When I read the synopsis for _Perfect Sense_, I was expecting an apocalyptic romance. I was wrong. Such a description is too neat. This is more than escapist entertainment. It is an experience to be savored.

Its story is deceptively simple. It weaves a richer fabric than any casual touch will detect. Those who think its central device capricious (the disease and its development) give themselves too much credit for discerning the logic of their own lives. An illness may seem to follow no obvious or satisfying plot, but who can say whether any "misfortune" fails to follow a narrative too subtle for the prejudice of those who feel injured by it? Those who require every story to have a tidy, forensic resolution, with an indictable perpetrator for every ordeal, on whom they can unleash their outrage in order to achieve "closure," are the victims of their own narrow interpretation. Most pain is not conspiracy. The shared affliction of this story is poetic metaphor; however, like most good art, this film is about its characters, not its literary devices.

The cast's performances are not only authentic, they are illuminating; particularly Ewan McGregor's and Eva Green's central couple. Were they mere victims, their story would be hopeless tragedy. Instead, theirs is the account of an ordinary and vulnerable man and woman with extraordinary resilience, who attack, then embrace each other, stumbling over their circumstances as they learn to transcend them.

**A Brief Response to ArizWldcat's One-star Review**

If those at the premiere who asked questions after the screening (during the Q&A) are a representative sample of the audience, few of Mr. Mackenzie's viewers got the "point" of his film. One person asked the director what message or meaning he hoped we, his audience, would take from his film. He looked nonplussed at this question. He responded that the viewer had to answer that for himself.
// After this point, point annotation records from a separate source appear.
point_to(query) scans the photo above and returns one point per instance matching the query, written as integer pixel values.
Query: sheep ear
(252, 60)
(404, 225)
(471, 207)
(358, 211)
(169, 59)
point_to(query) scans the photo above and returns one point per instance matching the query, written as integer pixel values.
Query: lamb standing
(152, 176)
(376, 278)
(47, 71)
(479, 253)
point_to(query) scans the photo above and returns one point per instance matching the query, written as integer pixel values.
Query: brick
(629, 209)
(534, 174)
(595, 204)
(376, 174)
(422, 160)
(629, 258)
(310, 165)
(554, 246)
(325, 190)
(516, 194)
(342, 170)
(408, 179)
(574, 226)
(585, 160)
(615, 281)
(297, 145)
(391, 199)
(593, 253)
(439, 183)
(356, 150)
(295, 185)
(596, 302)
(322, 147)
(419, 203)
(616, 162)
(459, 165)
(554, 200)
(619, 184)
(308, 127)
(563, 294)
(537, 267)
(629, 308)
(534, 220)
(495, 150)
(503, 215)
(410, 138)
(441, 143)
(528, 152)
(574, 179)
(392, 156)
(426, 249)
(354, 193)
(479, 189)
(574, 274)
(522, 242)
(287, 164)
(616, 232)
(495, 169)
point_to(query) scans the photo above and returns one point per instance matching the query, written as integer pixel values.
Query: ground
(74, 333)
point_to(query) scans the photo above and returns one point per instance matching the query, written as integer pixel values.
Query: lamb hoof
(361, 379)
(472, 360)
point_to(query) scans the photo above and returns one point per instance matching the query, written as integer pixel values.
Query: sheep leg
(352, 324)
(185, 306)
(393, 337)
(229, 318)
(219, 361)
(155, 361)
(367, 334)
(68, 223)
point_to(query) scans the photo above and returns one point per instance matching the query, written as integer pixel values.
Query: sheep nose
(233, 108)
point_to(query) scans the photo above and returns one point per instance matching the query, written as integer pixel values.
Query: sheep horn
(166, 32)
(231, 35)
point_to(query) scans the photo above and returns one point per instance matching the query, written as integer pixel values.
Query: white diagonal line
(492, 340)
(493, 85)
It seems that Mr./Ms. ArizWldcat was one of those who expected this film to be easily categorized and to reaffirm a specific, pre-determined view of the world, such as a feel-good romance or a psychological thriller. The guy gets the girl and they save the world in the process, all portrayed through a predictably formulaic sequence of events. Everyone lives happily ever after. By those prerequisites, we would also be forced to give _Hamlet_ or _Citizen Kane_ one out of ten stars.

_Perfect Sense_ is a film whose "point" is not to make its audience comfortable or to provide the adrenaline buzz of a "thriller." Its purpose is to portray authentic human experience in an impossible situation. It did so admirably. It is one of the most hopeful films I have ever seen.